Discussing the idea of noir with fans of the genre can be a difficult business, in part because fans are so invested in what they love. This investment can lead to the broadness of I-know-it-when-I-see-it: Thinking of all the noir they think they have read, fans feel validated by a definition that describes the genre as they have experienced it. This feeling is sometimes compounded by the belief that labeling a particular book as noir (or refusing to do so) can reveal the depth of your understanding of noir while you are also passing judgment on the book itself. According to this way of thinking, if you do not agree that that, say, William Faulkner’s Sanctuary qualifies as noir, then you obviously do not understand what noir is (when maybe the truth is that you just don’t understand what they think noir is), and furthermore, you have impugned the credentials of Sanctuary.

How, then, might we begin to construct a useful definition of noir? One possibility is the we-know-it-when-we-see-it approach. There are a few novels—The Postman Always Rings Twice and The Killer Inside Me come first to mind—that we can probably all agree are noir, so we might begin building a definition using these examples. But the problem with this method, even before we begin disagreeing on our list of examples, is that it presumes a preexisting, “correct” definition of noir. In the world of we-know-it-when-we-see-it, we each have our it already in mind, and all we are really doing is choosing examples of our personal its that don’t violate the its of others. It might be interesting, in this way, to try to discover some kind of noir lowest common denominator, but the likely result would be the sort of uselessly broad definition already discussed: noir is gloomy or fatalistic or what have you.
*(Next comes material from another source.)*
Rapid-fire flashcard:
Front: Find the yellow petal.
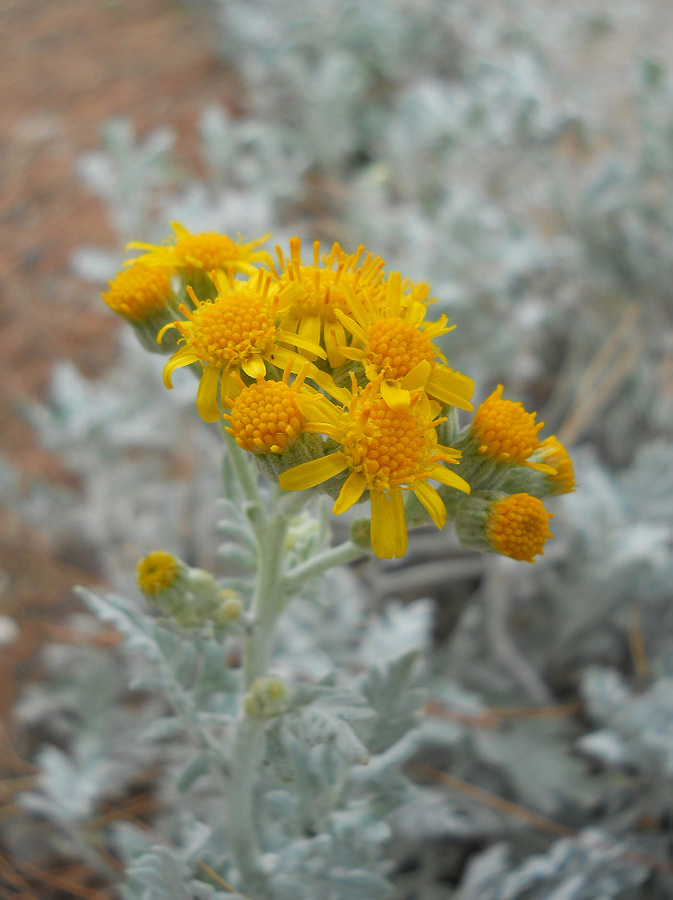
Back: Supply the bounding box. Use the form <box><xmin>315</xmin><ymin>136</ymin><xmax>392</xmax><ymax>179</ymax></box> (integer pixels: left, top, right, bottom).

Therefore, we are better off approaching the problem of noir historically. From the historical perspective, it is first important to remember that the earliest noir writers, regardless of who they were, were not aware that they were practitioners of noir. They were not self-consciously defining the parameters of a new literary genre. The genre of noir is an after-the-fact historical construct, so if we want to establish a definition of noir that is not only useful but also historically significant, we should begin by looking at the first use of the term (in 1945 by the French publisher Gallimard for their Série Noire) and at the novels that the term was first used to describe. This is not to say that the meaning of noir was fixed in the 1940s or that Gallimard, having using the term first, has the exclusive right to shape its meaning. Rather, this is only to say that anyone interested in trying to define the term in more than a personal way would do well to begin here.

So this is where I am beginning. I will be studying the first novels in the Série Noire with an eye toward an historical understanding of noir, and I will see where this leads me.